August 17, 2021

Dynamic Geographies

“As I look back on my 20 years here in NYC, what I realize more and more is the fundamental disconnect between our knowledge that we are all embedded in the dynamic web of nature and our lack of success in acting on this knowledge. Despite all of our good intentions, integrating our communi- ties in this web will require a change in cultural mindset. If we want to survive as a species, we also need to change our practices. This book is a critical look back at our success and failures at W, as well as a look forward at how to improve.

The Earth is more than 4.5 billion years old. In this time the planet has evolved through cycles of regeneration and decay, creating soil, air, oceans, continents, and many plants and animals. Only in the last 200,000 years have people appeared. Now, change is accelerating. With the world population at over 7.7 billion and growing, we have coined the epoch “Anthropocene” to commemorate this shift to human dominance. Our actions are causing significant effects on the earth, including the sixth mass extinction and accelerating climate change. Despite these dynamic changes, most landscapes today are designed as static—that is, they are designed not to change substantially for 20–50 years. With 66 percent of humans projected to live in cities by 2050, creating dynamic geographies as a part of this growth is necessary to create resilient communities and a healthier planet for our species and others.

Dynamic geographies are complex systems relying on non-human agency to adapt to disturbances like climate change. Allowing for dynamic geographies requires thinking ahead to what could be as opposed to what we want changed now. It requires thinking of other species as well as other communities—it requires respect for all life and their part in the web. How can this longer-term thinking become a part of our planning and design process? We need to think and create in multiple time scales, like we think in multiple geographic scales.

Our last book, Structuring Confluence, concentrated on the multiple geographic scales of a place: for instance, how a place can be simultaneously in an industrial zone and also an urban neighborhood, as well as part of a regional ecosystem. How all these forces are brought together defines a project.

This book will concentrate on the multiple time scales and collaborations required to enable change and growth, including collaborations with our non-human partners, which will allow projects to evolve over time. Whereas Structuring Confluence primarily concerned space, Dynamic Geographies primarily concerns time.

Making these dynamic geographies will require a new landscape aesthetic, requiring a fundamental change in how the public perceives landscapes, how we as designers design them, and how they are managed by various agencies and other organizations.

This book seeks to address these perceptions with a series of our projects as examples—one for each of our 20 years in business.

The book elaborates three types of overlapping geographies: Visible Geographies, Layered Geographies and Unleashing Geographies.

Visible geographies bring to light the hidden or invisible forces acting on a site to create an experience based on those forces.
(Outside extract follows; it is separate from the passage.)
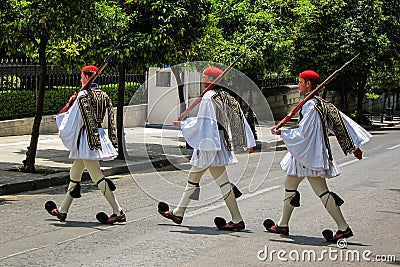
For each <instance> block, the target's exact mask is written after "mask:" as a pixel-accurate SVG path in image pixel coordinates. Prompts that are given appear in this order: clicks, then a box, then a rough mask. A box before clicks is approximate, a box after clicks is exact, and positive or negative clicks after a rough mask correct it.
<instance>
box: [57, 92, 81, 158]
mask: <svg viewBox="0 0 400 267" xmlns="http://www.w3.org/2000/svg"><path fill="white" fill-rule="evenodd" d="M78 97H79V96H78ZM56 123H57V127H58V136H59V137H60V139H61V141H62V142H63V144H64V146H65V147H66V148H68V149H69V150H70V151H76V150H78V148H77V140H78V135H79V131H80V129H81V127H82V126H83V120H82V115H81V113H80V110H79V107H78V101H77V100H76V101H75V102H74V104H72V106H71V107H70V108H69V110H68V111H67V112H64V113H61V114H58V115H57V117H56Z"/></svg>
While these projects may improve the immediate site ecology—increasing permeability and diversifying plant types for instance—they still rely on conventional maintenance strategies, which is to basically treat the park as a garden. Since we believe that seeing and experiencing leads to awareness and understanding, we construct our “garden” designs to help the public understand the relation of their neighborhood to the world around them. Through created evidence we lead visitors to a greater understanding of the cultural and/or physical forces acting on the site and its relation to a larger whole.

Layered geographies build on the ideas of visible geographies, but takes them further, actively bringing social and biodiversity together. Longer-term planning and longer- lasting habitats are threads woven into new community fabric. And often what is not changed is as important as what is changed. These projects are strategic and about supporting the evolution of communities, as well as thinking hard about potential long-term consequences of physical change, not just the immediate benefits. This requires an understanding of the underlying values a plan represents, and who is represented in those values.

Unleashing geographies allows for areas of non- human agency within a project, intentionally creating landscapes that will evolve and change over longer time periods, embedding ecologies in the city for generations, in tandem with areas of more intense human management. As our species expands, leaving room for other species and processes we do not fully understand to continue to evolve and develop is critical. If in our hubris we insist on controlling everything the mass extinction currently underway will continue. Finding ways to integrate these ecologies on small as well as large sites to create larger networks is the challenge.

Our world grows out of our collective decisions, many of which are inherited. Nature is resilient—she will keep going with or without us. If we want her to keep providing the things we value, —shade, fresh air, stormwater management, a reliable climate a beautiful diversity of species,—we need to notice the strain she is under, the disruptions we have caused and the resulting mass extinctions of both plant and animal species. This is a time to think and reflect on the consequences of our actions, and then to act with both the short and long term in mind. As landscape architects we are privileged to bear witness to community aspirations and struggles as people work to bring desired change to their communities. What I have learned from listening and engaging these diverse constituencies, is the importance of bringing time more forcefully into decision making—not only for short term needs but also for the benefit of the next generations. We need to elevate and fund the long process of nurturing functioning ecosystems, for humans and other species. We need to let more complex places grow for all species to thrive.

There are many heroes whose persistence and perseverance and passion helps forge our communities. This book is dedicated to them as well as the web of forces that brings us all together and will persist, with us or without us, for millions of years.”